“Do as I say, not as I do.” Have you ever heard that said to you or have you said it to your children?
Hopefully not, because that statement is a very poor leadership model.
Over the years I have observed that the best leaders are those who modeled servant leadership. They never asked those following to do something they were not willing to do themselves.
Servant leadership is certainly biblical. Jesus, Himself, modeled servant leadership when He washed His disciples’ feet.
Jesus modeled leadership when He walked miles upon miles, preaching, teaching, and healing.
In Tennessee and across the Southern Baptist Convention we bemoan the lack of baptisms, declining numbers in church attendance and other areas, and decreasing Cooperative Program gifts. I believe the tide can turn in our convention if ministers and lay leaders in our churches will lead by example.
We say we are concerned with lost people.
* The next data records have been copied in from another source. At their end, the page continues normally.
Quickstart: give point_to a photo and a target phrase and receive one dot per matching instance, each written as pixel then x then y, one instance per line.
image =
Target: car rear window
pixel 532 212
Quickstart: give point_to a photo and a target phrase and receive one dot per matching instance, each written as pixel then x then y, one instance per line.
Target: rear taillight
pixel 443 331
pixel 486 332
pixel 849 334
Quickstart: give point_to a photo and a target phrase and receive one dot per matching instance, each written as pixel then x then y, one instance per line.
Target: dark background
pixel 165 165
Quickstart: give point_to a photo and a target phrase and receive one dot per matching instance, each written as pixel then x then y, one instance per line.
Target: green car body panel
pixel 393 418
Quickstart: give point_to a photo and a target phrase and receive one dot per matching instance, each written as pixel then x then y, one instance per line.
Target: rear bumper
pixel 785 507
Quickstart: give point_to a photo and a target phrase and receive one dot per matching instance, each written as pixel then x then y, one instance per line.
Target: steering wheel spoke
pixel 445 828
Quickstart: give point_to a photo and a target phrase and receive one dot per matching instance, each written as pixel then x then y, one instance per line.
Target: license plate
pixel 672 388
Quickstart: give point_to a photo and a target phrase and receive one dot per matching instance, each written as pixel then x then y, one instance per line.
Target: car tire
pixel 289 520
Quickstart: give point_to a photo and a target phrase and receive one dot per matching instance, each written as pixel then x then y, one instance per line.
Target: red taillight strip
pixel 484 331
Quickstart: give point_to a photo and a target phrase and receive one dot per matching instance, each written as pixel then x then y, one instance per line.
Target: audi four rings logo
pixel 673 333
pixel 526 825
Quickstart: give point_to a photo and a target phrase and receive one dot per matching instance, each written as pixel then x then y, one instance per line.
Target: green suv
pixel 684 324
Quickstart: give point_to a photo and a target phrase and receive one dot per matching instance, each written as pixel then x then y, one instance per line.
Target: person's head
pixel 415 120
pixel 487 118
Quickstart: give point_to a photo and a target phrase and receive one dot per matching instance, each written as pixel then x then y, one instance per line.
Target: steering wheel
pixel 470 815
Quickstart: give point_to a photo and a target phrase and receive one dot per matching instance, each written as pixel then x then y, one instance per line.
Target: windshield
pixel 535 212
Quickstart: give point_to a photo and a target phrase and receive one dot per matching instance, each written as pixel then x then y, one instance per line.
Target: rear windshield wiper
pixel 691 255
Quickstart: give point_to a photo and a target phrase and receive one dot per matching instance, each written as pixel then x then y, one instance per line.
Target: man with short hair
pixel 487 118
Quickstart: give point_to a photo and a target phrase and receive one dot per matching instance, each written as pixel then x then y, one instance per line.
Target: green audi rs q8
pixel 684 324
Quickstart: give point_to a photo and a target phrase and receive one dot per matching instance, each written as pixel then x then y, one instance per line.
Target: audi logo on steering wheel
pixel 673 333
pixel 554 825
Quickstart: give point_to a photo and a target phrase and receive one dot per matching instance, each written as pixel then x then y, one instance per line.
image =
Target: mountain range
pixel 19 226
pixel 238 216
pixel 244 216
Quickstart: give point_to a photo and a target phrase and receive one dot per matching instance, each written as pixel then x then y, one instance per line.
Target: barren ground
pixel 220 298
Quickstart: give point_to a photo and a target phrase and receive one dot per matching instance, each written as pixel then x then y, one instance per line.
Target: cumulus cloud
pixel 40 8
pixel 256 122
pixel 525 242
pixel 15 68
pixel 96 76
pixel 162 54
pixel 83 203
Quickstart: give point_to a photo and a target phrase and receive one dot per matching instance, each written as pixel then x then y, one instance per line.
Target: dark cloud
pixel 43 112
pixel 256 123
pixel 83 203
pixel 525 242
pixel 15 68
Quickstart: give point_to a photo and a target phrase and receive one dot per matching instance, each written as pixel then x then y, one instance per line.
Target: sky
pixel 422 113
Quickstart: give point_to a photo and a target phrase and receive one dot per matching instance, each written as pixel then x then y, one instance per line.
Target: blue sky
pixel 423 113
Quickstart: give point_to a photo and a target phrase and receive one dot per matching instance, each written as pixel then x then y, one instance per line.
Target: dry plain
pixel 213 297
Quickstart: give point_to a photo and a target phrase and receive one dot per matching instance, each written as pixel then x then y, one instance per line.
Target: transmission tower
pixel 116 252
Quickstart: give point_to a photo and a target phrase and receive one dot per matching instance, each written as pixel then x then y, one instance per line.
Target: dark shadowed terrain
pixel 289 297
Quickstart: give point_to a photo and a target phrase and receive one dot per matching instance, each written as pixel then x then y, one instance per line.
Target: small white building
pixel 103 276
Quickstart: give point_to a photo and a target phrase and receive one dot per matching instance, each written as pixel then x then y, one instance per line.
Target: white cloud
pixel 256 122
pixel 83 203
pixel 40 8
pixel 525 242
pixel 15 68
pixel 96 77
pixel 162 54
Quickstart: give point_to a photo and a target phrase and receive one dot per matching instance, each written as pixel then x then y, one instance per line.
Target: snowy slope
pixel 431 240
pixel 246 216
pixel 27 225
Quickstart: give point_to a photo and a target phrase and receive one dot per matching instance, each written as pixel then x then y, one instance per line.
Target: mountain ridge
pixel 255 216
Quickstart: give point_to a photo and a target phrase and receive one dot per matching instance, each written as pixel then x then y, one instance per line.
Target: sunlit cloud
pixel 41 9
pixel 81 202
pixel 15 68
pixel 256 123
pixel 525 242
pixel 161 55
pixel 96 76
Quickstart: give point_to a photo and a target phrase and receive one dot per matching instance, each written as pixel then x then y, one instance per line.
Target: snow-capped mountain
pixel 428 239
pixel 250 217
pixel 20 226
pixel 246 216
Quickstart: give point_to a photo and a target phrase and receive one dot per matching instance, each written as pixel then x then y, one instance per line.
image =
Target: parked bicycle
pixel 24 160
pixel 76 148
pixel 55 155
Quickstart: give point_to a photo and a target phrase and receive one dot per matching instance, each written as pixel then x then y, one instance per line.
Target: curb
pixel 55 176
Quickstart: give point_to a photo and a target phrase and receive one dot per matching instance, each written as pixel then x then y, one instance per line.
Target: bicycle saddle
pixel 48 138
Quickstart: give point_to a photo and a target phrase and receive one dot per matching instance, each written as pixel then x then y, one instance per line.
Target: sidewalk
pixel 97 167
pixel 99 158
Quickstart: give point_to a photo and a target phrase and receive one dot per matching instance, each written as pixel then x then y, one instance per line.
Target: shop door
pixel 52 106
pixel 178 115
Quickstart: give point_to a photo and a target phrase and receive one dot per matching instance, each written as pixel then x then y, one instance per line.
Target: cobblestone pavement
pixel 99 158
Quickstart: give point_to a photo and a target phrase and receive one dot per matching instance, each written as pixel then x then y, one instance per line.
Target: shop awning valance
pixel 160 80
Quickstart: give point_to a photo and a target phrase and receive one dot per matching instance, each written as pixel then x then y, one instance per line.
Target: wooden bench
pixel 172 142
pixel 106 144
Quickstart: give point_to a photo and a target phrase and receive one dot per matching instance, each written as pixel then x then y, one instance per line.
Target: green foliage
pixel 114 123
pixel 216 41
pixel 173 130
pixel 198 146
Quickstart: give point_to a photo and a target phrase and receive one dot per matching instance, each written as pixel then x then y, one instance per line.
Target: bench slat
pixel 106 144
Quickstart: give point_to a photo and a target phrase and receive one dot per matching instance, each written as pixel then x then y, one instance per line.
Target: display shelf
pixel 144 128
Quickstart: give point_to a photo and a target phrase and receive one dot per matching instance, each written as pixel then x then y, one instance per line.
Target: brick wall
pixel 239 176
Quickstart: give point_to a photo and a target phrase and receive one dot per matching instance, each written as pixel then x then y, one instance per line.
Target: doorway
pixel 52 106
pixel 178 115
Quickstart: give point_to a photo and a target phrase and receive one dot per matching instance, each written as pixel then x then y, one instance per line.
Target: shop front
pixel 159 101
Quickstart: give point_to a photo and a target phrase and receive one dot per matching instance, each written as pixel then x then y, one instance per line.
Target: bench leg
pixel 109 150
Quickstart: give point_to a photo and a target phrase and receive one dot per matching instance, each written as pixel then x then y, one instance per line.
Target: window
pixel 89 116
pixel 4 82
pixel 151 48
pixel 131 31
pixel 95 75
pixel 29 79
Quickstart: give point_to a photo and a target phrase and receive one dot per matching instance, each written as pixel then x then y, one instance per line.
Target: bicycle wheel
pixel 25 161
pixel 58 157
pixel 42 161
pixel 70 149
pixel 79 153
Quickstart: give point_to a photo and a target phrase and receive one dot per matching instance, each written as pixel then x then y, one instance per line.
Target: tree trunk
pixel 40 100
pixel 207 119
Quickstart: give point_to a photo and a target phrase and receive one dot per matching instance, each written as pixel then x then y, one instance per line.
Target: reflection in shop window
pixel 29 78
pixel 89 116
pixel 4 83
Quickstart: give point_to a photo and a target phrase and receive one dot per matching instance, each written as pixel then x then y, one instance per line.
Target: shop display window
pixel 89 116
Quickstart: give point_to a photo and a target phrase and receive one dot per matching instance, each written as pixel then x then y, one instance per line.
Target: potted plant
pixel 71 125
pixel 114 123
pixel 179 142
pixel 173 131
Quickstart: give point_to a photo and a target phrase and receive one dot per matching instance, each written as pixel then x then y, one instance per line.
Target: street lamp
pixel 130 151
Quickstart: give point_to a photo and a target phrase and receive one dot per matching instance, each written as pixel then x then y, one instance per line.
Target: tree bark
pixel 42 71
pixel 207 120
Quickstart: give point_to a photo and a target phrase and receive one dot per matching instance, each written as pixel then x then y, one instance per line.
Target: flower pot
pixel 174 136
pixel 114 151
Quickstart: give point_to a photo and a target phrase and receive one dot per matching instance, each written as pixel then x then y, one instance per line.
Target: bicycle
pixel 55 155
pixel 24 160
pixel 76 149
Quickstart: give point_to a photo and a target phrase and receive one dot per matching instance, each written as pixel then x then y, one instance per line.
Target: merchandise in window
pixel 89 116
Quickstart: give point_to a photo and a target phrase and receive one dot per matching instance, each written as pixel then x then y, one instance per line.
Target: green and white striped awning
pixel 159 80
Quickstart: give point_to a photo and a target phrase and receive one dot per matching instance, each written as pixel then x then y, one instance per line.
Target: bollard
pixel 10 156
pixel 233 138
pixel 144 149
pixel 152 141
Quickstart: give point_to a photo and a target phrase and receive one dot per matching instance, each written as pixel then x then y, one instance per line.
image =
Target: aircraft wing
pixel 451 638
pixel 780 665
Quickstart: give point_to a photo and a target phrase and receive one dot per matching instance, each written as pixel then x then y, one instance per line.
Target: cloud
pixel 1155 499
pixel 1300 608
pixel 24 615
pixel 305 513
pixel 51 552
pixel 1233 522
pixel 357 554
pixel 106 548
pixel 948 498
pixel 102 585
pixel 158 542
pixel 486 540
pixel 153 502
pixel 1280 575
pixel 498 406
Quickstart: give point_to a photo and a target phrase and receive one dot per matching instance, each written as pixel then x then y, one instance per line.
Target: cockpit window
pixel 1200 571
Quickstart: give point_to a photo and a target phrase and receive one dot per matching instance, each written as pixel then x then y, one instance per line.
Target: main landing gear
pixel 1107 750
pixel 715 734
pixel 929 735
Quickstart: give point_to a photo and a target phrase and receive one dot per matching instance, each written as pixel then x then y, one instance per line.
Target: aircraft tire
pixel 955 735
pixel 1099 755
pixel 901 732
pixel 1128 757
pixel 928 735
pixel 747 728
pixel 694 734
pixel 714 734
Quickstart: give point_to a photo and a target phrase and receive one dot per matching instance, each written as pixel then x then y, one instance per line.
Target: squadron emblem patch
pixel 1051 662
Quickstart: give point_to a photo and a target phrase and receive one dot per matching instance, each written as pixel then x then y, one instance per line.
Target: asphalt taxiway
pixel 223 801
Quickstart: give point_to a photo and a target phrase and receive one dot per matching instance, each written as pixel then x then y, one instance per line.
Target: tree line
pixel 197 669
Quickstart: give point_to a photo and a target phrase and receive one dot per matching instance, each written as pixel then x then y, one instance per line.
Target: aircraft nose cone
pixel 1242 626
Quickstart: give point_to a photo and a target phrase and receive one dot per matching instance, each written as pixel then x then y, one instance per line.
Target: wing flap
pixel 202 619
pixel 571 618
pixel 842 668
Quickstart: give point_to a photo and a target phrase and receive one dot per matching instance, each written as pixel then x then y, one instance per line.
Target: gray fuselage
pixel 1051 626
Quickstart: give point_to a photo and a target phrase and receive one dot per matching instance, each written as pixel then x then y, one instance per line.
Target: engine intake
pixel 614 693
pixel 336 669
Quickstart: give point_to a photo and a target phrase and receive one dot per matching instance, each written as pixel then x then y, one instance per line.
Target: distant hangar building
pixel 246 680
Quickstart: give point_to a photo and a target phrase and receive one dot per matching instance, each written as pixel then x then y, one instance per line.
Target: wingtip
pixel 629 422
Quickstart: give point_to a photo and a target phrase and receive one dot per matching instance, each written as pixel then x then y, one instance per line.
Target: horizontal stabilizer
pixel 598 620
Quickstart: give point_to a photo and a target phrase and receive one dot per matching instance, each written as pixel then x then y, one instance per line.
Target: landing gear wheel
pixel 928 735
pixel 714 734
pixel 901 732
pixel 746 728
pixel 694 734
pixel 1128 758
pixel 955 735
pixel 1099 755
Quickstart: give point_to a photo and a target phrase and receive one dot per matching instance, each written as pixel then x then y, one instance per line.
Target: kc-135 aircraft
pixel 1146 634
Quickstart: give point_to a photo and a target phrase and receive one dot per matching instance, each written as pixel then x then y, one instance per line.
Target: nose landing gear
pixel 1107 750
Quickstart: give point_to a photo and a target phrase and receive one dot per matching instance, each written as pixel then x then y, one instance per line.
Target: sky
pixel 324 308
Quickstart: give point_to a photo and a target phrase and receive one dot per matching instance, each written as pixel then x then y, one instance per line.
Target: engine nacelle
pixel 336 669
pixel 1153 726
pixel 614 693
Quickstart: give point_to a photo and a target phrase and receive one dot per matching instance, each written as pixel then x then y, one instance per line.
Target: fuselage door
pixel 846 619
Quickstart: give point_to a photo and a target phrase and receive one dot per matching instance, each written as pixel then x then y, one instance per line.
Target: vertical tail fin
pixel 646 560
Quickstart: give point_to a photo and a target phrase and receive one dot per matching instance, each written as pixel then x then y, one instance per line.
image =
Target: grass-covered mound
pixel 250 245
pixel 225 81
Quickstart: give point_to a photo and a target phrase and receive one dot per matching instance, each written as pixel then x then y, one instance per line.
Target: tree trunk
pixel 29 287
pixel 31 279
Do we witness?
We say we want to give more money through the Cooperative Program to reach our state, nation, and world for Christ, but have we encouraged our churches to give more?
We say we are concerned that people aren’t being discipled, but will we teach a class to help people understand what it means to be a Christian or what it means to be a Southern Baptist?
On Feb. 22 I had the opportunity and privilege to attend the Northwest Tennessee Deacon and Pastor Conference held at First Baptist Church in Church Hill.
On an absolutely beautiful Saturday with moderate temperatures, more than 400 men attended this deacons conference.
Included in that total were a fairly large number of pastors who led by example and attended the meeting along with their deacons.
It is one thing to suggest to your deacons they should go and get some training while you stay home and play golf or go fishing.
But when you are willing to sacrifice your Saturday, those under your leadership are much more likely to follow suit.
Jackson pastor Justin Wainscott of First Baptist Church has a similar feeling about pastors having an influence in congregational singing (see column below).
Wainscott notes that one reason church members don’t participate as they should in Sunday morning singing is that “while everyone is supposed to be singing together, we’re busy fumbling through our notes or looking around at who’s there or not there. Or worse, we just stand there with our arms folded, waiting on “our” turn.”
Leaders do lead by example, both good and bad.
I recently interviewed a pastor for an upcoming feature in the B&R. He has been at one church for more than 30 years and the church has shown steady growth during that time.
Though he gives God all the glory, this pastor cited his willingness to “never ask the church to do anything that I would not do myself” as a major factor.
This principle applies not only to ministers but to lay leaders in the church as well.
We should not ask the congregation to do something we’re not willing to do ourselves.
For instance, if your church decides to construct a new building, everyone who agrees to serve on that building committee or the stewardship committee, which will try to secure funding, must be willing to lead by example and give and work toward that project.
It’s poor leadership to ask others to do something you will not do yourself.
Jesus never did. He set the standard for leadership.
Scripture challenges us in Titus 2:7: “In everything set them an example by doing what is good.”
Someone (author unknown) once wrote, “A good example is the best sermon.”
Another unknown author wrote, “A pint of example is worth a gallon of advice.”
In other words, words without action are basically worthless.
The best way to be a truly effective leader, whether it is in our homes, churches, or businesses, is to follow the example of Jesus Christ who washed the feet of His disciples.